Journaliste, écrivain, Claude Villers fut, avec sa gouaille et sa bonhommie, l’artisan, pendant des décennies, de millions d’éclats de rire. Si, selon l’expression de son « procureur » Pierre Desproges, Luis Rego était « l’avocat le plus bas d’Inter », Claude Villers incarnait, avec le « Tribunal des Flagrants délires », l’expression la plus haute de la radio publique populaire. Sa disparition, le 17 décembre, est celle d’un amoureux des mots, dans leur capacité d’évasion, d’émerveillement, d’affranchissement.
Son parcours méritocratique se noua par le travail et l’amour de notre langue. Fils d’un ouvrier massicotier et d’une mère dactylo, né le 22 juillet 1944, Claude Villers fit tous les métiers, des plus humbles aux plus inattendus. Catcheur à l’occasion, il devint videur à l’ORTF, avant de trouver sa voie : le journalisme. D’abord affecté aux « chiens écrasés » selon ses propres mots, à « Paris Jour » ou « Paris-Presse », il en garda comme un souvenir ses reportages dans les salles d’audience où étaient jugés les flagrants délits, souvenir dont il ferait profit plus tard. Après un passage par Europe n°1, Claude Villers intégra France Inter en 1964, embauché comme assistant de José Arthur, pour préparer le légendaire « Pop-Club », le remplaçant parfois à l’antenne, doublure occasionnelle, aussi, de Jacques Chancel. Puis, celui qui se rêvait journaliste voyageur comme Joseph Kessel, vit ses vœux exaucés, comme correspondant à New-York : ce fut au son de la voix de Claude Villers que les auditeurs de France Inter écoutèrent le festival de Woodstock ou les premiers pas de l’homme sur la Lune.

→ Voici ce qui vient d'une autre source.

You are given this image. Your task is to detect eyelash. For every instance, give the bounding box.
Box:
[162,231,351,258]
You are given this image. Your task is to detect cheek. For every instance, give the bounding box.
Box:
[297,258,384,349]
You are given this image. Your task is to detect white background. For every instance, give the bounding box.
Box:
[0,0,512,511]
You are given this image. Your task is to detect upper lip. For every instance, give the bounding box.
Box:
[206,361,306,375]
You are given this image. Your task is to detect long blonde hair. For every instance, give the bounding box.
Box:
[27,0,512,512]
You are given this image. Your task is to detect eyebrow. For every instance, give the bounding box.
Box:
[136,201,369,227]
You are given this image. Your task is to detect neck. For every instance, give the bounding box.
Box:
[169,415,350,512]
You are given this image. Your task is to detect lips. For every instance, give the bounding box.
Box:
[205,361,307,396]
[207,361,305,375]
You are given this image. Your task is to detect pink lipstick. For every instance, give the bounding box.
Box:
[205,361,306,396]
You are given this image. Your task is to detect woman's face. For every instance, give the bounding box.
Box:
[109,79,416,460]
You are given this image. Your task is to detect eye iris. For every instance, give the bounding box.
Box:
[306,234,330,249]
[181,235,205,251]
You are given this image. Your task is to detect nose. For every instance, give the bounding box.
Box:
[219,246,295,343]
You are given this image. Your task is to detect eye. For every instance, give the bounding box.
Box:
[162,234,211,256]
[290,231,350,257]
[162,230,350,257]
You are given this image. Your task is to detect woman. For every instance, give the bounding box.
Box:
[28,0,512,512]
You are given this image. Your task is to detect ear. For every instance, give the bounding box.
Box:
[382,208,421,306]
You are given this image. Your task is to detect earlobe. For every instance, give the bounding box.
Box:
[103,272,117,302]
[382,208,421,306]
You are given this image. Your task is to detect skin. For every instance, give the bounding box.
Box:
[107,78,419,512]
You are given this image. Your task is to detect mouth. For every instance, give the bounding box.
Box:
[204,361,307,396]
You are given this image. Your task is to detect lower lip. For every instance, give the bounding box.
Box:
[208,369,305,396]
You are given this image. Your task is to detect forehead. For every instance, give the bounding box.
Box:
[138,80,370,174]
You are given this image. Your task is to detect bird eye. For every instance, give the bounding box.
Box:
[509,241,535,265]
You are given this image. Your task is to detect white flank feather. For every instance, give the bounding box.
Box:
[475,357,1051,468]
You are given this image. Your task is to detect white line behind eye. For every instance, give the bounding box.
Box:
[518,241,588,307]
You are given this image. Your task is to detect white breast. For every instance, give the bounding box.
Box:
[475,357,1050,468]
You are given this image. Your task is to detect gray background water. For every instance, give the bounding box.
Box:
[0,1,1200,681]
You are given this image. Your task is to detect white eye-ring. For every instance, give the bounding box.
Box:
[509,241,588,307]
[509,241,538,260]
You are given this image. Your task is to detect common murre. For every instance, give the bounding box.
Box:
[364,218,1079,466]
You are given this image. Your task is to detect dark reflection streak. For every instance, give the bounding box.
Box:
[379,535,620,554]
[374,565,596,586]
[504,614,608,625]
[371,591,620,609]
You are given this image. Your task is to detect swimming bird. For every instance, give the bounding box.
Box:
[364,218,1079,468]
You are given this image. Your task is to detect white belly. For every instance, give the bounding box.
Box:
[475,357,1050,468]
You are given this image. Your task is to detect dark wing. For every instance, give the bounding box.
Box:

Désormais animateur, il créa « Pas de Panique » en 1972, « Marche ou rêve » en 1976, et en 1980, « Le Tribunal des Flagrants Délires », dont l’audience chantait en chœur le générique, « Nous sommes le tribunal/ dont on parle dans le journal / qui juge et qui condamne / les messieurs comme les dames / avec nous, pas d’innocents / tout le monde il est coupable / nous en faisons le serment / avant que vous ne passiez à table ». Chaque jour avant le « Jeu des Mille Francs », dans un studio de la Maison Ronde, reproduisant le décor d’une cour de justice, Claude Villers, en hermine, l’œil malicieux et la réplique sarcastique, ouvrait l’audience. Puis, il accompagnait de ses rires les réquisitoires de Pierre Desproges, les plaidoiries de Luis Rego, et les auditions des accusés. Avec sa faconde de « massif central » selon le mot de Desproges, Claude Villers accueillit les personnalités artistiques, politiques ou sportives les plus marquantes de l’époque. Festival d’esprit et d’irrévérence élégante, d’humour français, surtout, entre absurde, bons mots et noirceur, l’émission passa rapidement dans la légende de la radio.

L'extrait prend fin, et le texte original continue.